What I think will happen is, the festivals will continue, but they will be headlined by smaller bands in five to ten years. But there’s no reason why Metallica, Priest, Sabbath, Motörhead, Maiden, all that lot, they can’t retire and then come and do the odd gig every couple of years until they’re literally 70 years old. Just the occasional one every three years or so, like the Stones do, and I think that’s probably what will happen. We won’t see Metallica doing a two-year tour anymore. We won’t see Maiden doing these massive epic things they do where they fly around the world. You just won’t see it. But you will see the occasional gig every now and then, and that’ll be a real occasion. I can imagine ten years from now, Slayer or whoever doing something just as a one-off, and us all going to see it and it’ll be pretty amazing.

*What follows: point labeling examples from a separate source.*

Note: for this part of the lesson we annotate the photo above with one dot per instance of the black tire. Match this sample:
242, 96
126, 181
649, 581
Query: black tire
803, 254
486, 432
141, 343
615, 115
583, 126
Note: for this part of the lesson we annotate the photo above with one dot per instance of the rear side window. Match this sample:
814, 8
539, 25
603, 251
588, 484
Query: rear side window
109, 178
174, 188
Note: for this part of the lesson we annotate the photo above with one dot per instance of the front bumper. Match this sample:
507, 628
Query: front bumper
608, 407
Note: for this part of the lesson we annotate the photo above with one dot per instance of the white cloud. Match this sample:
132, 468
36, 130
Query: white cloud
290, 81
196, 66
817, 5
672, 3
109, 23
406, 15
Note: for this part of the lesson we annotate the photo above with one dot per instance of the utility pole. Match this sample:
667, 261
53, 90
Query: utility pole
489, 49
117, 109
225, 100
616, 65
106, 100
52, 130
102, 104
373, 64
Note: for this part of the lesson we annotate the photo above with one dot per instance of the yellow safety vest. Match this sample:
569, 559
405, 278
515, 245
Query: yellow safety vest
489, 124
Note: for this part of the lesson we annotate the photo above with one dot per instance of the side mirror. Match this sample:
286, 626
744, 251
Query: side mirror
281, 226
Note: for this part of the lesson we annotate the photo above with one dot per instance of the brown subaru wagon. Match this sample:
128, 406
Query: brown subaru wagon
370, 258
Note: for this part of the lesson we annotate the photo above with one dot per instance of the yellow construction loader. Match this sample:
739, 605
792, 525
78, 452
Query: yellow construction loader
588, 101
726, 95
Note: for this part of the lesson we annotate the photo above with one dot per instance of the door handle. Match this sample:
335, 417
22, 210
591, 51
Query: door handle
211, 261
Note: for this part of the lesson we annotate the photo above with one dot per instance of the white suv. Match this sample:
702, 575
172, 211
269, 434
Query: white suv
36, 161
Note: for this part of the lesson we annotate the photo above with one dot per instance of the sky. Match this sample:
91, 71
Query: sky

Q: What’s your view on a band like Kiss potentially taking it one step further, whereby Paul Stanley and Gene Simmons have said that no one is irreplaceable, including them, and that Kiss could continue for some time yet with new musicians?
A: Well, it’s interesting. Gene Simmons has been talking about that for years. I first interviewed him in about ’99, and he mentioned it then. So it’s obviously something they’ve had bubbling under, an idea that they could pass the torch on to impersonators essentially, and you could go and see it. In the case of Kiss, that would totally work. Okay, there’d be a little bit of a leap of faith, but as long as you go and you see the same faces in the same make-up, and the fireworks, the pyro and the same songs and the same vocals, or similar vocals, that would work.

In the case of the bands we’ve just been discussing, that would not work. Because you don’t want to go and see a Bruce Dickinson lookalike, you need to see the actual guy, because he’s not covered in make-up, he’s not wearing a mask and he’s not wearing some sort of stage thing that is tied to his identity. I’m actually full of admiration for Kiss for having the balls to try and do that, you know? I think that’s quite amusing, and Kiss is not really about the music, is it? It’s about the fun, the pyro, the acrobatics and the fucking jumping up and down and breathing fire. It’s not really about the actual person. So I think in that case that would work, but I do not see that working for any other band.

Q: Any famous last words?
A: Only thanks very much for having me on the site, it’s really appreciated, and keep up the good work in Australia.